The relentless gush of cash into the stock market is sending a powerful "sell" signal, according to a Bank of America Merrill Lynch gauge that has been a reliable indicator in the past.

Investors poured $33.2 billion into stock-based funds through the week ended Wednesday, BofAML said in a report. That's a record both for total flows and as well as for active funds, which alone pulled in $12.2 billion.

By comparison, equity funds across all classes took in a net $278 billion for all of 2017, according to Morningstar, meaning that last week alone equated to 12 percent of flows for the entire previous year.

The week continued a trend that has seen money rush into stocks as major averages climb to new records. The Dow Jones industrial average is up 7 percent year to date.

While the inflows have helped push the market higher, they also can be seen as a contrary indicator when they flash signs of excess. BofAML uses a proprietary "Bull & Bear" indicator that gauges when inflows or outflows point to investors moving too far to either side.
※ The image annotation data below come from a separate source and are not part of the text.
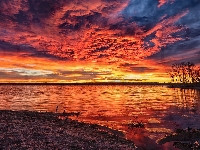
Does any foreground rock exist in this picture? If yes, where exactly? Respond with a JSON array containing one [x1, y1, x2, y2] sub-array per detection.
[[0, 110, 135, 150]]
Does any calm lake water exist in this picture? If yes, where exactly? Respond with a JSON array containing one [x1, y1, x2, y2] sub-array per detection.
[[0, 85, 200, 149]]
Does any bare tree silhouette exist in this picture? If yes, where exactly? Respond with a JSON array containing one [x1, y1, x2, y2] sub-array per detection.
[[168, 62, 200, 83]]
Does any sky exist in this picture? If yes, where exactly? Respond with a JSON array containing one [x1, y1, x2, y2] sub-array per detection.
[[0, 0, 200, 82]]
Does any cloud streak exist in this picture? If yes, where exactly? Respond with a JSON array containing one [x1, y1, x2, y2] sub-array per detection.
[[0, 0, 200, 82]]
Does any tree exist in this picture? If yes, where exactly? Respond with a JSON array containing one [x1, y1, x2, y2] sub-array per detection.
[[168, 62, 200, 83]]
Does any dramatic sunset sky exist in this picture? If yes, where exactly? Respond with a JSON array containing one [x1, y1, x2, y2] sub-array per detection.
[[0, 0, 200, 82]]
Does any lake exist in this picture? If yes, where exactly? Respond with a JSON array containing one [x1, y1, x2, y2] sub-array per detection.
[[0, 85, 200, 149]]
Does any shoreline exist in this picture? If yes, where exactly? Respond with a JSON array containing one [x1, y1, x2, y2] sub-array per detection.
[[167, 83, 200, 90], [0, 110, 135, 150]]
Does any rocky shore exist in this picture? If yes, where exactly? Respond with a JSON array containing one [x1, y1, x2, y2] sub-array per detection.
[[0, 110, 135, 150]]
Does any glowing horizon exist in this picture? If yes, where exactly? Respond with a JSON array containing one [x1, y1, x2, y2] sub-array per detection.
[[0, 0, 200, 83]]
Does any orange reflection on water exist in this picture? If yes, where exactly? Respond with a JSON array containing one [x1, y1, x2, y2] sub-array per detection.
[[0, 85, 200, 149]]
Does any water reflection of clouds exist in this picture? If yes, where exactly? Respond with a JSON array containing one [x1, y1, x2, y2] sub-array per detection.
[[0, 86, 200, 149]]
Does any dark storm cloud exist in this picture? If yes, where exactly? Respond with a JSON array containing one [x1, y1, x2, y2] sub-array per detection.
[[0, 41, 66, 60], [127, 0, 200, 63]]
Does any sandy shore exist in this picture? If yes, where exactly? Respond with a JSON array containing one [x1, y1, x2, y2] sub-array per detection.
[[0, 110, 135, 150]]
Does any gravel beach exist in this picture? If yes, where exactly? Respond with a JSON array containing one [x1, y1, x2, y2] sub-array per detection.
[[0, 110, 135, 150]]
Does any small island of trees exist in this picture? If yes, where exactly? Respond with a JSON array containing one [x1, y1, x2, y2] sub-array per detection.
[[168, 62, 200, 86]]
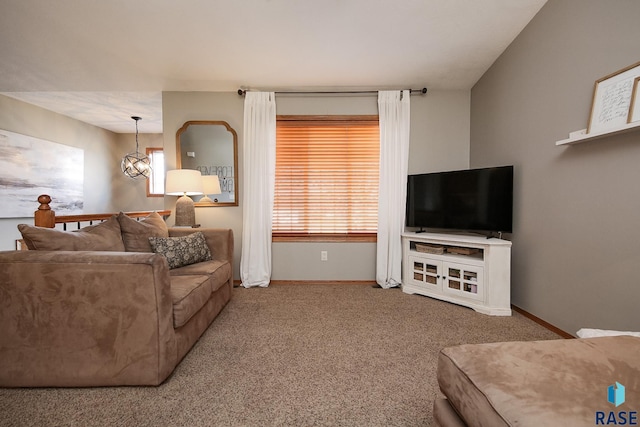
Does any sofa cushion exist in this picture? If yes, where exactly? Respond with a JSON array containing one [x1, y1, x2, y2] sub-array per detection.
[[118, 212, 169, 252], [18, 215, 124, 252], [149, 231, 211, 269], [171, 275, 211, 328], [438, 336, 640, 426], [169, 260, 231, 292]]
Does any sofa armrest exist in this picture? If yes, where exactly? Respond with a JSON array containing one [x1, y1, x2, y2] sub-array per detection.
[[0, 251, 177, 387], [169, 227, 233, 283]]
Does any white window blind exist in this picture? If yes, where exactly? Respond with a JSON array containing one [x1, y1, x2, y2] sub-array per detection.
[[273, 116, 380, 238]]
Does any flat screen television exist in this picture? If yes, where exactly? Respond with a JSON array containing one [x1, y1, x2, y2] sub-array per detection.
[[406, 166, 513, 233]]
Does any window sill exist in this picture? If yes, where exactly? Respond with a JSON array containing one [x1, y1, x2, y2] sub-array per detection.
[[272, 233, 378, 243]]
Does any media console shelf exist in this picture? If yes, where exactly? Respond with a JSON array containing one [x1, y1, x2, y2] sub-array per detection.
[[402, 232, 511, 316]]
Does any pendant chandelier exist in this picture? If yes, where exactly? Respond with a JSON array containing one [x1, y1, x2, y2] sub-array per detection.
[[120, 116, 151, 179]]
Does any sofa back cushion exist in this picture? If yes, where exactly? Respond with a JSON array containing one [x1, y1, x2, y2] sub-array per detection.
[[18, 215, 124, 252], [118, 212, 169, 252]]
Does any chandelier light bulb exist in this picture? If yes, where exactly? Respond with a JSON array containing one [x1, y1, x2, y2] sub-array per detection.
[[120, 116, 151, 179]]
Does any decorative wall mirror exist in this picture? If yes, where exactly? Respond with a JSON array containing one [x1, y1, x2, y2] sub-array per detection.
[[176, 120, 238, 206]]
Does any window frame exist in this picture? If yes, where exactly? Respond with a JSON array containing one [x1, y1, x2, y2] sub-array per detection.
[[272, 115, 380, 243]]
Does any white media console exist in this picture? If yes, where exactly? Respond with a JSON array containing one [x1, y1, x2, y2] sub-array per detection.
[[402, 232, 511, 316]]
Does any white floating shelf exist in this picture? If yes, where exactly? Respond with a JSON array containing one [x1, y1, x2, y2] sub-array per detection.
[[556, 121, 640, 145]]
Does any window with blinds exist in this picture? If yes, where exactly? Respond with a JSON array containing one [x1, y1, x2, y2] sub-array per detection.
[[273, 116, 380, 241]]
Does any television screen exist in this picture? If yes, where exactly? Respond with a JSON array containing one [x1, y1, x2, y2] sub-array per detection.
[[406, 166, 513, 233]]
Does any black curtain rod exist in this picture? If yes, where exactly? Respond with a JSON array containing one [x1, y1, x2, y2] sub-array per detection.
[[238, 87, 427, 96]]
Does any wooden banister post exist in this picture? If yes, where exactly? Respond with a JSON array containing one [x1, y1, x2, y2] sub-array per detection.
[[33, 194, 56, 228]]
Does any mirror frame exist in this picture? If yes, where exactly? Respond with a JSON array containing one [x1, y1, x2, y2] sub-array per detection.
[[176, 120, 239, 207]]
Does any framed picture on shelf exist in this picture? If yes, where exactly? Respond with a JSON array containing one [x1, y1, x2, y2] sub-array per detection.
[[627, 77, 640, 123], [587, 62, 640, 133]]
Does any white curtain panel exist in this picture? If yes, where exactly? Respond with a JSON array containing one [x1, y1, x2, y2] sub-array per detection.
[[240, 92, 276, 288], [376, 90, 411, 289]]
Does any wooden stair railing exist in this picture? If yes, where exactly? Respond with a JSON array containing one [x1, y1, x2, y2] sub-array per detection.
[[33, 194, 171, 230]]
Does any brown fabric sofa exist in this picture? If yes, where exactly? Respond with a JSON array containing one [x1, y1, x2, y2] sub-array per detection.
[[433, 336, 640, 427], [0, 217, 233, 387]]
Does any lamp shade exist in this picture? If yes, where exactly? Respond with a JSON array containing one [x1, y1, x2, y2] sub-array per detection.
[[164, 169, 202, 196], [202, 175, 222, 195]]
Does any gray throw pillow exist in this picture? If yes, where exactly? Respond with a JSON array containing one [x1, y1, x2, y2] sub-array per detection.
[[18, 215, 124, 252], [149, 231, 211, 268]]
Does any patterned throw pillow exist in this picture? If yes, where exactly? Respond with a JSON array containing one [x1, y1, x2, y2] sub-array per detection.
[[18, 215, 124, 252], [149, 231, 211, 268]]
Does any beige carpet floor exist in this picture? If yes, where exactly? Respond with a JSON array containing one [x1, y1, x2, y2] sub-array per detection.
[[0, 285, 559, 426]]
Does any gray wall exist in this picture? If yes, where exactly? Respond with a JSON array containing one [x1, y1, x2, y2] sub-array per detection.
[[163, 91, 470, 281], [470, 0, 640, 334]]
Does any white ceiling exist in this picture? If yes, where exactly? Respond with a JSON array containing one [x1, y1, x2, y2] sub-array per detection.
[[0, 0, 546, 133]]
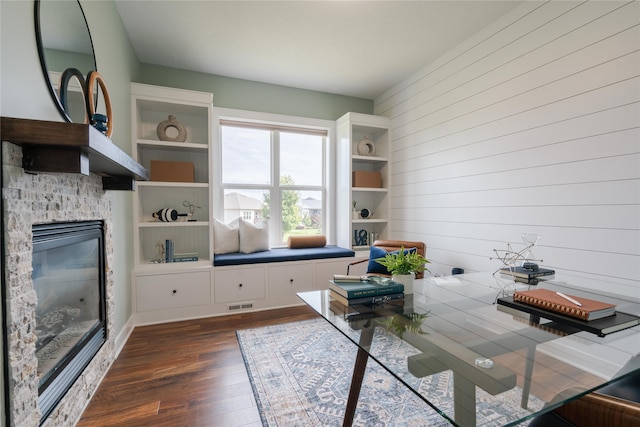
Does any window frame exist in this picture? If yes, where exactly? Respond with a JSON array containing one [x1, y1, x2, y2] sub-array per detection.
[[211, 107, 336, 247]]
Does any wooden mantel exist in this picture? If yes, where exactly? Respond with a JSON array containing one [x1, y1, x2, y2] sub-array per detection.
[[0, 117, 149, 190]]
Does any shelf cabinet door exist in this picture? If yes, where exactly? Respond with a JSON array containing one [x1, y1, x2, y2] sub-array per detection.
[[136, 270, 211, 312], [214, 267, 266, 303], [269, 262, 313, 305]]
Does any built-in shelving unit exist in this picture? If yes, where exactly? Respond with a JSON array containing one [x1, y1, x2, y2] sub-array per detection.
[[131, 83, 213, 274], [336, 113, 391, 254]]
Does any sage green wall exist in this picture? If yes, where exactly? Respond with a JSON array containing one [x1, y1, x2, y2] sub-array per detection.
[[81, 1, 140, 342], [138, 64, 373, 120]]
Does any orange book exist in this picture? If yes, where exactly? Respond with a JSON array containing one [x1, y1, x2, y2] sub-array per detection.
[[513, 289, 616, 321]]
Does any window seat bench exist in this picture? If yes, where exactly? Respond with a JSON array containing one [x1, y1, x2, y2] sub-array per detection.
[[213, 245, 355, 267]]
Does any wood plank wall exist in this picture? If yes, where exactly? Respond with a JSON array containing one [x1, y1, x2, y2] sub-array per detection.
[[375, 1, 640, 297]]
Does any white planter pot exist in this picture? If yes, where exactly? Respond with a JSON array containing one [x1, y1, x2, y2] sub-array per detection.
[[391, 274, 414, 295]]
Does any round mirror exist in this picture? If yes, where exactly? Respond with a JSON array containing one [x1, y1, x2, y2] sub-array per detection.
[[35, 0, 97, 123]]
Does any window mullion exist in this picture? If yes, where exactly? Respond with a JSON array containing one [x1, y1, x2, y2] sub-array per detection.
[[269, 130, 282, 245]]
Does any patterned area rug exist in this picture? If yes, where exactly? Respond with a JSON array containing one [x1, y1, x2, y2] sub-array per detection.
[[237, 319, 542, 427]]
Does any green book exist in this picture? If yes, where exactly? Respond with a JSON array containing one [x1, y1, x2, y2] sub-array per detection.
[[329, 280, 404, 299]]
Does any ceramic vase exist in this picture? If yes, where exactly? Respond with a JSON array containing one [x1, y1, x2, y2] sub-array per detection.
[[391, 274, 414, 295]]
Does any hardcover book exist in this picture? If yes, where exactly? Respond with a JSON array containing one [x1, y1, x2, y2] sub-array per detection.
[[498, 297, 640, 337], [330, 289, 404, 306], [500, 267, 556, 279], [513, 289, 616, 320], [333, 274, 363, 283], [329, 280, 404, 299]]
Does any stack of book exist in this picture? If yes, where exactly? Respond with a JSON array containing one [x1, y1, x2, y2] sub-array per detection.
[[329, 275, 404, 307], [164, 239, 198, 262], [498, 289, 640, 337], [500, 266, 556, 283]]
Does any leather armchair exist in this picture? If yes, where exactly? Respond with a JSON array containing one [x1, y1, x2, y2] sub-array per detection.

The current reading on the indicator of 7.9 is the most bullish since a reading above 8 in March 2013 — a sell signal. Michael Hartnett, BofAML's chief investment strategist, said the Bull & Bear indicator has shown 11 previous sell signals since the firm started tracking it in 2002 and has been correct each time.

In the near term, around February and March, that suggests a technical pullback for the S&P 500 to 2,686, which would represent a drop of close to 6 percent, Hartnett said.

The enthusiasm has not been unique to the U.S., whose equity markets brought in $7 billion of fresh cash.

Emerging markets attracted $8.1 billion in new flows, Europe brought in $4.6 billion and Japan saw $3.4 billion. That comes as 98 percent of global markets are trading above their 50- and 200-day moving averages, both classic signs of overbought markets.

Stock-based funds overall have brought in just shy of $77 billion in 2018, with the lion's share of $59.2 billion going to passively focused exchange-traded funds.

However, investors continue to hedge, giving about $32 billion to bonds, while last week's $1.5 billion flow into gold funds was the highest in 50 weeks.